O impacto imediato dessa limitação é afeto ao fluxo de caixa das empresas, na medida em que não poderão utilizar a integralidade do crédito, de uma só vez, para realizar compensações tributárias. Somado a isso, há casos em que o próprio aproveitamento do crédito ficou em risco, pois a utilização nos prazos estabelecidos pelo governo, muitas vezes, extrapola o prazo prescricional de 5 anos (contados do trânsito em julgado) para realização das compensações.


Na prática, como isso irá funcionar? Supondo que uma empresa tem um crédito de R$ 20 milhões, por exemplo, em quanto tempo ela conseguirá utilizá-lo por meio da compensação tributária?

Frederico Bakkum e Renan D’ Elia: Na prática, os contribuintes devem dividir o valor do crédito atualizado na primeira declaração de compensação pelo número de meses indicados nos incisos I a VI, do artigo 1ª da Portaria Normativa MF nº 14/2024.

Uma empresa que possua um crédito de R$ 20 milhões deverá compensar a totalidade desse valor em no mínimo 12 meses, por ser enquadrar na primeira faixa da nova limitação (artigo 1, §1º, inciso I, da Portaria Normativa MF nº 14/2024). Assim, o valor máximo mensal a ser compensado seria de R$ 1.666.666,66 (R$ 20.000.000,00 / 12).

Portanto, digamos que esse contribuinte apure um débito de R$ 10 milhões de Cofins e queira utilizar o crédito decorrente de decisão judicial transitada em julgado. Antes da nova limitação, ele poderia quitar integralmente o débito de Cofins com o crédito de R$ 20 milhões que detém, e utilizar o saldo remanescente em outras compensações. Agora, no entanto, poderá utilizar no máximo R$ 1.666.666,66, naquele mês, tendo que pagar o restante em dinheiro ou com créditos de outras naturezas.


A possibilidade de receber um precatório federal, em vez de optar pela compensação tributária, é interessante?

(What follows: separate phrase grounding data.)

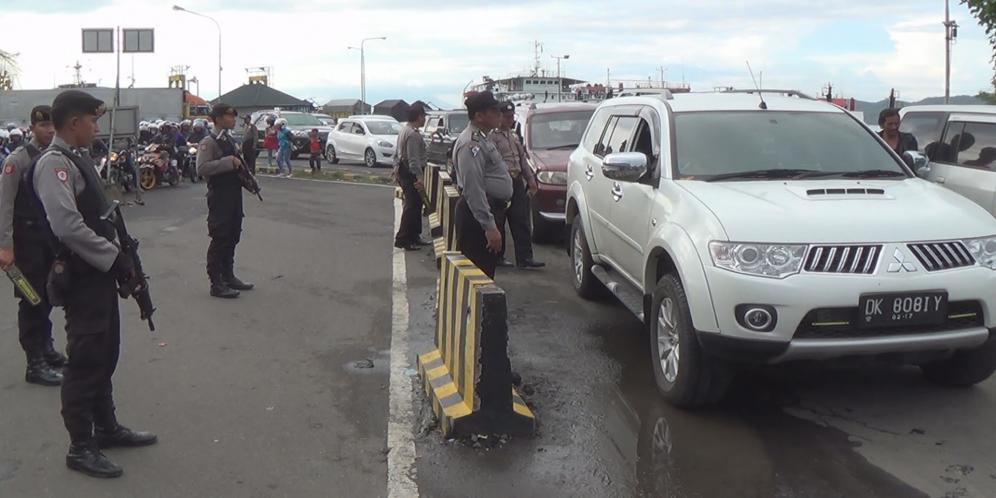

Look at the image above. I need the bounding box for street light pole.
[348,37,386,115]
[173,5,222,99]
[551,54,569,102]
[942,0,959,104]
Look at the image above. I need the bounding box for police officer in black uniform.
[0,105,66,386]
[196,103,254,298]
[29,90,157,478]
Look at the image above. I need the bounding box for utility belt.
[488,197,511,212]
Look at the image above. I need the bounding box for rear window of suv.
[673,111,905,180]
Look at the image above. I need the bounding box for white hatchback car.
[567,91,996,406]
[325,115,403,167]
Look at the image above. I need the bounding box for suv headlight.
[537,171,568,186]
[377,140,394,148]
[963,236,996,270]
[709,242,808,278]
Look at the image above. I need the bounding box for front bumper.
[374,145,395,164]
[698,263,996,362]
[533,183,568,222]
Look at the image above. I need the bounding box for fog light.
[735,304,777,332]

O que deve ser analisado pelas empresas?

Frederico Bakkum e Renan D’ Elia: Antes da limitação, era muito comum as empresas optarem pela compensação para materializarem o crédito de forma mais célere, já que o precatório federal costuma demorar de dois a quatro anos para ser quitado. Agora, o precatório pode ser uma opção interessante ou até mesmo a única opção, a depender do valor dos créditos e da dinâmica de débitos federais de cada contribuinte.

Nesse sentido, as empresas devem avaliar se terão condições de utilizar o crédito reconhecido por decisão judicial dentro dos limites mensais impostos pelo governo. Caso positivo, a compensação pode ser interessante, por viabilizar a utilização do crédito de forma mais célere. Do contrário, a empresa deve optar pelo precatório federal, sob pena de se ver impedida de utilizar a totalidade do crédito a que tem direito.


Como você avalia a medida? Há argumentos para a judicialização da questão?

Frederico Bakkum e Renan D’ Elia: A nosso ver, além de não se mostrar razoável a limitação da utilização de um crédito reconhecido por decisão judicial após anos de contencioso, no mínimo a regulamentação da medida demanda ajustes.

De fato, a regulamentação deixou diversas dúvidas: a limitação deve ser aplicada inclusive para as compensações já iniciadas, ou não? Como fica o crédito remanescente de contribuintes que não têm mais prazo para compensar a totalidade dos créditos? O prazo prescricional para utilização do crédito ficará resguardado, para atender ao prazo mínimo estabelecido pelo governo?

São algumas das dúvidas que não foram respondidas pela regulamentação e que, certamente, levarão à judicialização. Em especial por mitigar o direito de propriedade, promover o enriquecimento ilícito da União, em determinados casos, e afrontar o direito adquirido e a coisa julgada.

Vale pontuar que a matéria passará pelo crivo do Supremo Tribunal Federal (STF), tendo em vista a propositura da ADI 7.587, questionado, dentre outros pontos, a limitação das compensações.